Zsa Zsa Gabor's home sells for $11 Million

LOS ANGELES - A judge Monday approved the terms of the sale of the ailing Zsa Zsa Gabor's longtime Bel Air residence for $11 million in a deal that will allow the 96-year-old actress to remain in the residence for three years.

Los Angeles Superior Court Judge Reva Goetz gave a final nod to the deal despite the reservations of a lawyer for Gabor's daughter that the aging celebrity could end up with nothing because of the potential tax consequences of the sale.

"If she lives beyond three years it could be a disaster," said Kenneth Kossoff, who represents Constance Francesca Gabor Hilton.

But Gabor's husband and temporary conservator, Frederic Prinz von Anhalt, was upbeat about the transaction with the buyer, identified as Jade Enterprises LLC.

"It's a good deal for me and it's good for my wife," von Anhalt said. "It will give us both peace of mind."

Asked about Gabor's current health, von Anhalt replied, "She's doing fine. She'll be very happy when I tell her about this."

Von Anhalt said as soon as he got home he told his wife the news and opened a bottle of champagne.

"She was very happy. She doesn't drink much, but she did have a little sip," he said, adding the deal gave them "a little breathing room."

Gabor's right leg was amputated in January 2011 because of gangrene.

On April 5, Goetz gave von Anhalt permission to sell the home, but the judge still had to approve the final terms.

In a sworn declaration filed prior to Monday's hearing, Kossoff said that when all expenses are considered, the $3,275,000 in profits von Anhalt hopes to make from the $11 million sale of the home is unrealistic.

"That number, unfortunately, is below or much closer to zero...," Kossoff stated.

Kossoff says that if Gabor lives another three years, taxes and other costs to her could amount to about $1.1 million per year. He questioned the upside of the deal painted by von Anhalt's lawyer, William Remery.

"Since Mr. Remery estimates that the net (profit) before tax proceeds will be about $3,275,000, and since capital gains taxes will be approximately $3,339,000, should the sale be consummated by the buyer after three years (Gabor) will not net a dime from her house," Kossoff stated.

But Von Anhalt and Remery maintained the sale was necessary because a $1.15 million loan came due this month on the Bel Air Road property where Gabor has lived for nearly 40 years.

According to von Anhalt's court papers, Gabor's home is burdened by three loans totaling $5.1 million.
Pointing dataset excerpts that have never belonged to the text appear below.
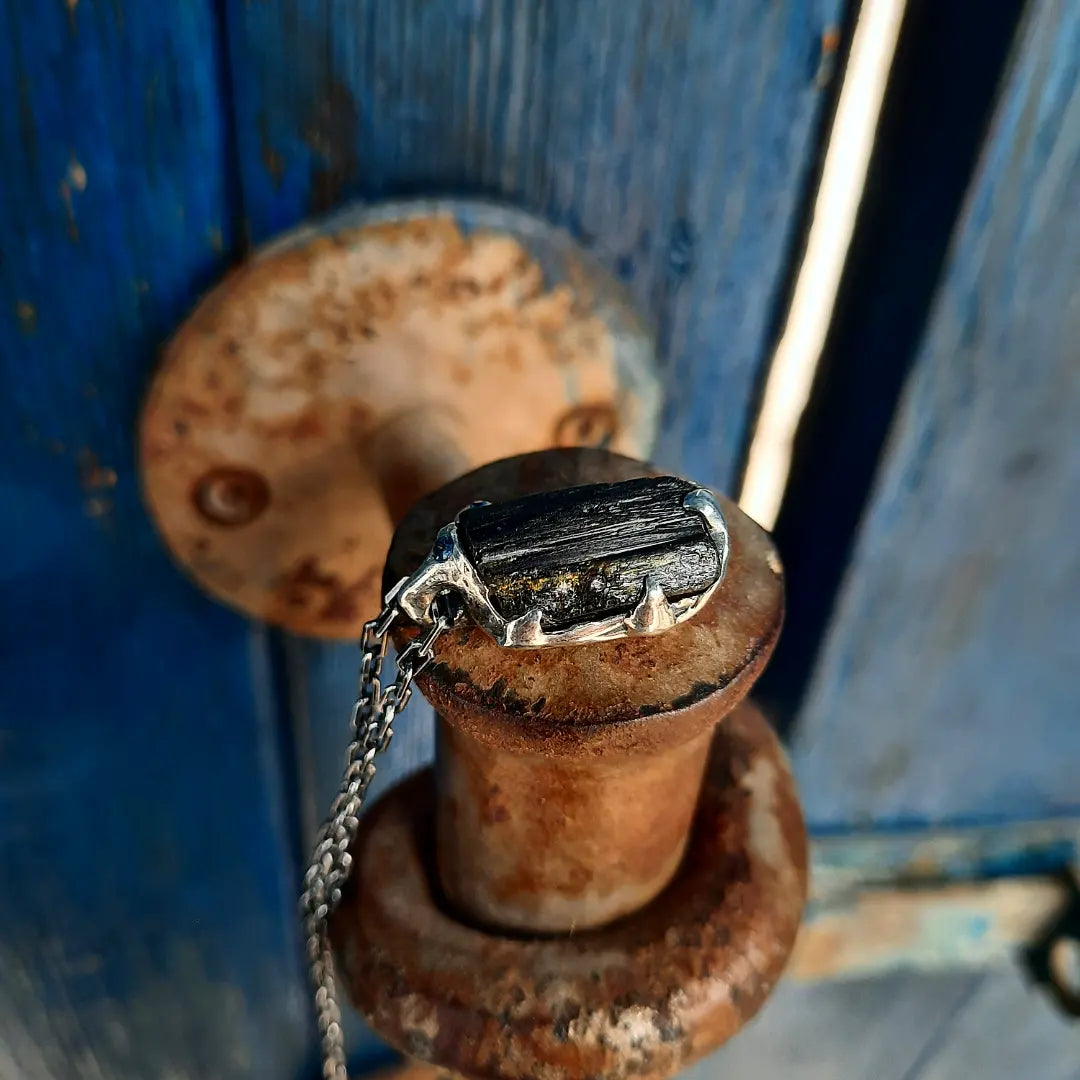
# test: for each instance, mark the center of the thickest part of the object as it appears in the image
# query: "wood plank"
(1007, 1029)
(674, 138)
(147, 913)
(947, 684)
(871, 1029)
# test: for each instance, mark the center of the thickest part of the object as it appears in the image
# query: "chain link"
(373, 717)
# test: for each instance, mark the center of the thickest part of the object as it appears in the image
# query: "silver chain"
(373, 717)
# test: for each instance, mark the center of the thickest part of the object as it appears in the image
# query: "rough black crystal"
(583, 553)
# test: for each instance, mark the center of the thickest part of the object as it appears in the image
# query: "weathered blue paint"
(948, 683)
(147, 912)
(673, 138)
(845, 860)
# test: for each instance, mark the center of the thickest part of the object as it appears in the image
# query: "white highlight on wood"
(839, 193)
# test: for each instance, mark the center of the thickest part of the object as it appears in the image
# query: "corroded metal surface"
(536, 844)
(639, 998)
(567, 777)
(354, 366)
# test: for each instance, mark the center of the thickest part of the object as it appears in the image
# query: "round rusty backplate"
(359, 363)
(589, 699)
(642, 997)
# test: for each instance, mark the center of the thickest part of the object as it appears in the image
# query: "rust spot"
(27, 315)
(191, 407)
(93, 475)
(340, 601)
(586, 426)
(827, 56)
(308, 424)
(493, 810)
(231, 496)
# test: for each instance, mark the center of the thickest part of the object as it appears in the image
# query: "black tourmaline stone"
(583, 553)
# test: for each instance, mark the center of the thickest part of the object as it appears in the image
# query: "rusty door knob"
(604, 873)
(355, 365)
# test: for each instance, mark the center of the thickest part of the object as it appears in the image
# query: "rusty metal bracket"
(360, 362)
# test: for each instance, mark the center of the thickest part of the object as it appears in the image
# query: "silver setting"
(448, 569)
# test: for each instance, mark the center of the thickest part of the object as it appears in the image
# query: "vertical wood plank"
(673, 138)
(147, 913)
(947, 686)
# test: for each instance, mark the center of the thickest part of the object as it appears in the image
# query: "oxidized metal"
(567, 778)
(592, 563)
(643, 997)
(568, 800)
(360, 363)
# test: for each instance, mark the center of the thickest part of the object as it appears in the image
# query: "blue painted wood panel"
(948, 686)
(675, 139)
(147, 910)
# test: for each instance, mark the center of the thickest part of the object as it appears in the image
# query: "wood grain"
(675, 139)
(947, 687)
(147, 909)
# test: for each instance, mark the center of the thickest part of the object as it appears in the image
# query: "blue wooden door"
(161, 759)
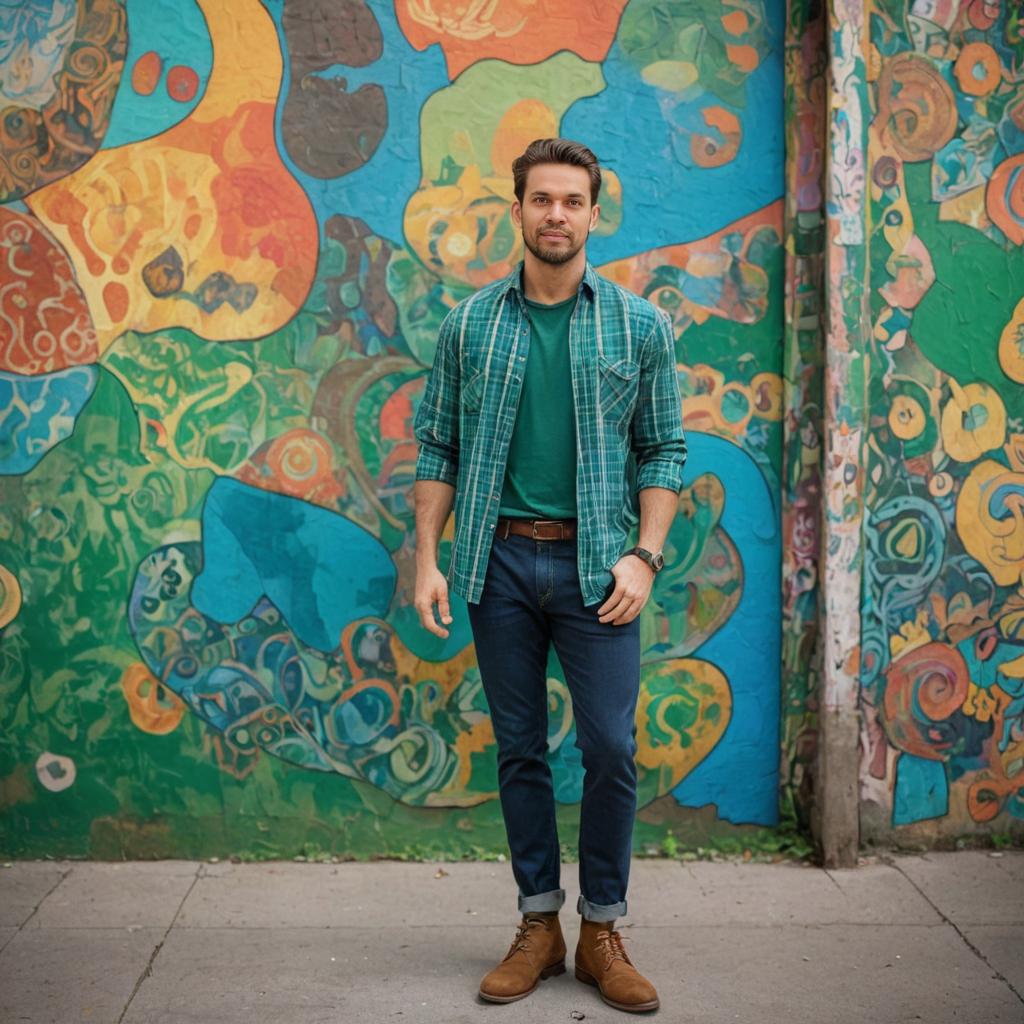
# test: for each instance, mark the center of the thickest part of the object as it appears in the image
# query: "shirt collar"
(513, 283)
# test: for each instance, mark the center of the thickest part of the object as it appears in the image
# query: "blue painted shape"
(376, 192)
(666, 202)
(740, 774)
(922, 790)
(406, 622)
(39, 413)
(318, 568)
(179, 35)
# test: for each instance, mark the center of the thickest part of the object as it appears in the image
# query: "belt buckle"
(561, 529)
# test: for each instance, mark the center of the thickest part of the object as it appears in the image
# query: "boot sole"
(548, 972)
(636, 1008)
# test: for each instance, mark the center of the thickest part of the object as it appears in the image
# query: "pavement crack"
(696, 881)
(952, 924)
(160, 945)
(49, 892)
(828, 875)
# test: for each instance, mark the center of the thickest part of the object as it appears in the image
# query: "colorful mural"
(942, 643)
(229, 235)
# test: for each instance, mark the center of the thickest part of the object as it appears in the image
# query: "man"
(551, 418)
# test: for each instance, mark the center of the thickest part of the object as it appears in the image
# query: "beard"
(554, 256)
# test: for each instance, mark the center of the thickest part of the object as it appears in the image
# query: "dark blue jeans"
(531, 598)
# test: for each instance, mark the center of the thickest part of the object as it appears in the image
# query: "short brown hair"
(556, 151)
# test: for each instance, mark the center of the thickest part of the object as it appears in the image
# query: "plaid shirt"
(628, 413)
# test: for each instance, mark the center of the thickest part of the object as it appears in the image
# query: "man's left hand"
(634, 579)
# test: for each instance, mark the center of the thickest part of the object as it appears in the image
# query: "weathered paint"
(845, 375)
(806, 137)
(206, 547)
(942, 630)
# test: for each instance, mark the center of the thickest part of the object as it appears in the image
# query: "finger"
(616, 608)
(632, 613)
(426, 613)
(628, 614)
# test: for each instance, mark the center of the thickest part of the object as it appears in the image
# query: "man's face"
(556, 215)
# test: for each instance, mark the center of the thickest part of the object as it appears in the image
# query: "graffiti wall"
(942, 653)
(228, 233)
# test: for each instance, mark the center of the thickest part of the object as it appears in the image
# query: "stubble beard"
(553, 257)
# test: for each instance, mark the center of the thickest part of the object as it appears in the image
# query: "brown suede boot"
(602, 962)
(537, 951)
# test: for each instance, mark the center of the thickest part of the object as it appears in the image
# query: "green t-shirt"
(540, 476)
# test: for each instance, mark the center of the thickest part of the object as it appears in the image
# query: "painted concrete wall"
(942, 626)
(228, 232)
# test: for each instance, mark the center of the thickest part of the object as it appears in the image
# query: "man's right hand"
(431, 588)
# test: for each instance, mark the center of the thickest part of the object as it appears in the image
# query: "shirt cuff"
(657, 473)
(430, 466)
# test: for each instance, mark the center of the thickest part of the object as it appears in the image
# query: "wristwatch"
(655, 561)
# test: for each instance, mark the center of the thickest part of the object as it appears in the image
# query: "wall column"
(847, 334)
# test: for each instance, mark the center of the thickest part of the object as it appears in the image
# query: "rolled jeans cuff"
(594, 911)
(542, 902)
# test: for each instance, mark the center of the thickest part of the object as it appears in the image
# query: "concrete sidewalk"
(936, 938)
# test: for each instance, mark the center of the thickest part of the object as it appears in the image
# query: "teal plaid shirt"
(628, 412)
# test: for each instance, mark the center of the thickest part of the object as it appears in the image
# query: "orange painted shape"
(145, 74)
(735, 23)
(978, 71)
(520, 32)
(1005, 198)
(521, 123)
(182, 84)
(44, 320)
(210, 196)
(117, 300)
(714, 151)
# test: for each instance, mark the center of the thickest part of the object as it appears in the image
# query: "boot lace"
(521, 941)
(610, 943)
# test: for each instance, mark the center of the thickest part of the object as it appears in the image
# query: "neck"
(551, 283)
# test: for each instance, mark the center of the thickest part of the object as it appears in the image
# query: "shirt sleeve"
(657, 436)
(436, 423)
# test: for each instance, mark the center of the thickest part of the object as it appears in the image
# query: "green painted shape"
(977, 285)
(459, 123)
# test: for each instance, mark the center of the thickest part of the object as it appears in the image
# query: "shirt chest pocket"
(617, 381)
(471, 398)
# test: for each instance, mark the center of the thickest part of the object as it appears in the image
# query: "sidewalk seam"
(56, 885)
(952, 924)
(147, 970)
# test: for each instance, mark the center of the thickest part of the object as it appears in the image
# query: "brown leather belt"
(539, 529)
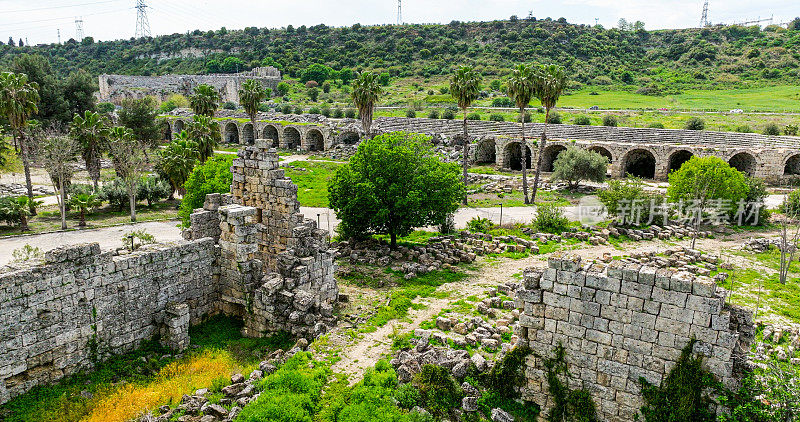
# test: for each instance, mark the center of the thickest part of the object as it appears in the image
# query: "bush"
(213, 176)
(772, 129)
(695, 123)
(610, 120)
(153, 189)
(582, 121)
(577, 164)
(550, 219)
(554, 118)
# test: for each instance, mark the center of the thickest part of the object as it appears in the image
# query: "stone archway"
(248, 134)
(315, 141)
(486, 152)
(549, 156)
(513, 156)
(677, 158)
(792, 166)
(271, 132)
(639, 163)
(744, 162)
(292, 137)
(231, 133)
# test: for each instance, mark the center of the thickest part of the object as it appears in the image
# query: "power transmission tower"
(704, 18)
(399, 12)
(78, 29)
(142, 23)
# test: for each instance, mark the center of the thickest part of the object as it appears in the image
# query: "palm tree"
(18, 99)
(366, 90)
(465, 87)
(205, 100)
(520, 89)
(549, 83)
(206, 132)
(250, 96)
(84, 202)
(91, 132)
(178, 159)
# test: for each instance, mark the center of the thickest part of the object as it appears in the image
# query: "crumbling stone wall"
(79, 305)
(619, 322)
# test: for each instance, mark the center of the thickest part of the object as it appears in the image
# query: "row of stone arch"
(637, 161)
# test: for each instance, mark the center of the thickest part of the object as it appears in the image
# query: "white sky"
(38, 20)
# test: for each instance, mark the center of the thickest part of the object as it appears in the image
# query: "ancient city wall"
(81, 304)
(619, 322)
(116, 88)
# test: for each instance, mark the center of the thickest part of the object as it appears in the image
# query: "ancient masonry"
(115, 88)
(249, 254)
(619, 322)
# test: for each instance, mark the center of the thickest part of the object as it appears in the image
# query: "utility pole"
(79, 29)
(142, 23)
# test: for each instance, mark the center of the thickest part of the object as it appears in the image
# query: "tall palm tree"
(18, 99)
(177, 160)
(91, 131)
(465, 87)
(206, 132)
(366, 90)
(520, 90)
(549, 84)
(251, 95)
(205, 100)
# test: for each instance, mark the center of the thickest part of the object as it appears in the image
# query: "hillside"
(651, 62)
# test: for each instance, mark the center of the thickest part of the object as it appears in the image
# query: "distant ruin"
(115, 88)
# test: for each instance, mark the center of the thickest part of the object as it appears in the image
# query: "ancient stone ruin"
(618, 322)
(249, 254)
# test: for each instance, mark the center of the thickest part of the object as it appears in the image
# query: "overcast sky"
(39, 20)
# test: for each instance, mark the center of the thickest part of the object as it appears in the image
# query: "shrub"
(554, 118)
(213, 176)
(577, 164)
(582, 121)
(695, 123)
(772, 129)
(610, 120)
(550, 219)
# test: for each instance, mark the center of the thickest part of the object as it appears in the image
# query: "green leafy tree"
(577, 164)
(393, 184)
(520, 89)
(177, 160)
(550, 81)
(91, 132)
(18, 101)
(213, 176)
(205, 100)
(205, 131)
(139, 116)
(465, 87)
(251, 95)
(84, 203)
(366, 90)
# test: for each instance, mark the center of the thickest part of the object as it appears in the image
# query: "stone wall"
(80, 304)
(116, 88)
(619, 322)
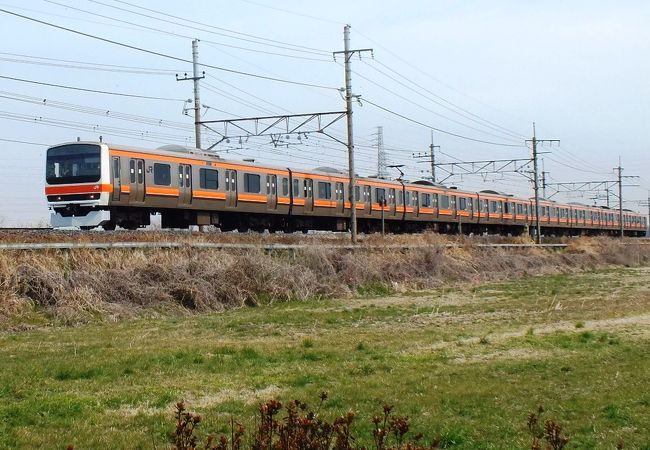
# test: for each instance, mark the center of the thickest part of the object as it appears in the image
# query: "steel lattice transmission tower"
(382, 159)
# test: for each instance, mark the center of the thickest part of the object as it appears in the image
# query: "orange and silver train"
(95, 184)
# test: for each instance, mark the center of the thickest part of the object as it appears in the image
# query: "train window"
(380, 195)
(324, 190)
(285, 187)
(252, 183)
(426, 200)
(116, 168)
(340, 195)
(209, 179)
(308, 188)
(162, 174)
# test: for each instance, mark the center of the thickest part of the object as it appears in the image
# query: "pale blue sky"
(579, 69)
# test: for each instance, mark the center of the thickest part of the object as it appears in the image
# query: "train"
(97, 184)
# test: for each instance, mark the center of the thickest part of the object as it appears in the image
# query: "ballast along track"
(94, 184)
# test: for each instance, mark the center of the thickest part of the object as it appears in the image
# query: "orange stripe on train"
(78, 189)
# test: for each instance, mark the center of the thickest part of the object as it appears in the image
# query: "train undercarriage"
(134, 218)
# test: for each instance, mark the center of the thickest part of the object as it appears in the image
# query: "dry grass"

Although the loans could be refinanced, it would cost about $5.6 million to cover the new loans, insurance, property taxes, fire insurance and interest, the conservator's court papers state.

The Hungarian-born former actress' income is less than $9,000 a month, and the bedridden woman's in-home caregiving expense is $10,000 monthly, the von Anhalt court papers stated.

LeAnne Maillian, Gabor's court-appointed attorney, also was in favor of the sale.

Von Anhalt will remain as his wife's interim caretaker at least until Aug. 21. Goetz originally appointed him to the position last July.

Gabor's daughter filed her own conservatorship petition in March 2012 after learning her mother's home was in default over missed mortgage payments and that von Anhalt had obtained a six-figure loan against his wife's equity in the property, according to a statement issued on behalf of Hilton and her attorney.

But both sides last summer reached an interim solution in favor of appointing von Anhalt as Gabor's temporary conservator.